If you increase the frequency in a large step at once, your motherboard may not boot at all and you may need to reset the BIOS using the jumper on the motherboard.

To avoid that, it is always suggested that you increase the frequency in small steps. Then, you will be able to boot into windows. The failure will manifest itself as a program crashing in windows. So, you will not have to reset the BIOS. You just go back into the BIOS and reduce the frequency a little bit.
 
Originally posted by: Smartazz
This is weird, super pi and Prime 95 is having error after error even at stock volts.

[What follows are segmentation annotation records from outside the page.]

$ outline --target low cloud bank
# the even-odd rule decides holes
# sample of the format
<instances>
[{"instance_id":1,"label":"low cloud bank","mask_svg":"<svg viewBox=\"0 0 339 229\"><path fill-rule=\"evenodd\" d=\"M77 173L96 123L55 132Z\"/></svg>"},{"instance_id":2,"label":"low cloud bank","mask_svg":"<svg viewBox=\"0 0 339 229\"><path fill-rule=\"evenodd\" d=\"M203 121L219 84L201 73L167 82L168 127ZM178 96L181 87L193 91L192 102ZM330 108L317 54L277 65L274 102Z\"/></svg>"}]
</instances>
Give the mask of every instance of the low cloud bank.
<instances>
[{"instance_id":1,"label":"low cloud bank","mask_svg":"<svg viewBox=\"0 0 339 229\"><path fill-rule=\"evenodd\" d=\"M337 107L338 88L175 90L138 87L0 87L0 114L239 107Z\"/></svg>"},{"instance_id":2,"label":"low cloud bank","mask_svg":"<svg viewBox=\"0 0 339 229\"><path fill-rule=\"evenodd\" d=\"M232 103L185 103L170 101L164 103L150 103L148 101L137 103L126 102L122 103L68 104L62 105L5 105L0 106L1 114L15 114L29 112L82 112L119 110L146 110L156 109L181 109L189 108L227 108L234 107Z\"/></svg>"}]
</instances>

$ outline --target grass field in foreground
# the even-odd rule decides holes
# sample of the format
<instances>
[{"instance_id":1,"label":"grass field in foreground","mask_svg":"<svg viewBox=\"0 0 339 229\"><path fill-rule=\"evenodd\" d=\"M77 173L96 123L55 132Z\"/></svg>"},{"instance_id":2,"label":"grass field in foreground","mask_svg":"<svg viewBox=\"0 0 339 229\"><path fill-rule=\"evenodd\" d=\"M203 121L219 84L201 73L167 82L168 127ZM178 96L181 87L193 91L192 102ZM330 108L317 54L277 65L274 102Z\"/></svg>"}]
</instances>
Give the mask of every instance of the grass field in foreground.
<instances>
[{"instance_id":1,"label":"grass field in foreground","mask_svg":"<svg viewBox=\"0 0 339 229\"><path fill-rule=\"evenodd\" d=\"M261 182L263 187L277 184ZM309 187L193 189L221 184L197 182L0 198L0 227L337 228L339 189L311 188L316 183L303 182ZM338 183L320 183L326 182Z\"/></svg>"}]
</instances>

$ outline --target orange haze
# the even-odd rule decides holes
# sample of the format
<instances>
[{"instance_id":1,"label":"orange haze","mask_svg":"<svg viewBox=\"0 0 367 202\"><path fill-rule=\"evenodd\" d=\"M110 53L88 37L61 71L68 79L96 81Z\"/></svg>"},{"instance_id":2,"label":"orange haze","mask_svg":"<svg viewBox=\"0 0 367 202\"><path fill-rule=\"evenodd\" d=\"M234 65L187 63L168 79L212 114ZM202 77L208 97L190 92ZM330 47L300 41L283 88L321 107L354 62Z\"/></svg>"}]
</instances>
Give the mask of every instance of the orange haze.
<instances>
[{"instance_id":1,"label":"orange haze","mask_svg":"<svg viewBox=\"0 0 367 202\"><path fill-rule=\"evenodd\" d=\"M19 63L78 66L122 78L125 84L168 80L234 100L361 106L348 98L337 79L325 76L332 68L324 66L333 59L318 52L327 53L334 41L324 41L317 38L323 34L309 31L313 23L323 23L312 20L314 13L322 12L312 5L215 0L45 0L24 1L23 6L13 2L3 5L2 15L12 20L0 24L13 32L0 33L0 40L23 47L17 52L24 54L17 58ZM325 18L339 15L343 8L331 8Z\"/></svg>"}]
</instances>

Stock speed also? If you are overclocked, turn it down. And I usually use 5Mhz increments on my HTT when overclocking my 3800 X2.
 
No problem with Prime95!

If this is a system that you just put together, you need to set up the BIOS properly. Sometimes, default settings are not the best for the components you have. For example, your memory timings may be wrong. Your memory may require a higher voltage than the default etc.

What is your system detail?
 
Originally posted by: Navid
No problem with Prime95!

If this is a system that you just put together, you need to set up the BIOS properly. Sometimes, default settings are not the best for the components you have. For example, your memory timings may be wrong. Your memory may require a higher voltage than the default etc.

What is your system detail?

Hold on, I'll put it in my sig when I get back, but I have an M2N-E so the max voltage for ram is 1.95, memory timings are slower than normal, I set my components back to stock to see if that helps.
 
Sorry man, the M2N-E is horrible for OCing. I built a system with the same board, headache after headache.

Try putting everything at stock, then running memtest 386+.

If it gives you errors, go into bios and up the voltage for your memory a bit. It's kinda weird how the M2N-E works.
 
Everything is at stock, it's been stable for a while now, inspire was able to get his X2 3800+ to 2.8GHZ on this board, maybe I need better cooling. Does 800MHZ make a big diffrence?
 
I have found that you do have to increase in small increments, but I couldn't give you an explaination as to why... if anyone can i'd appreciate it.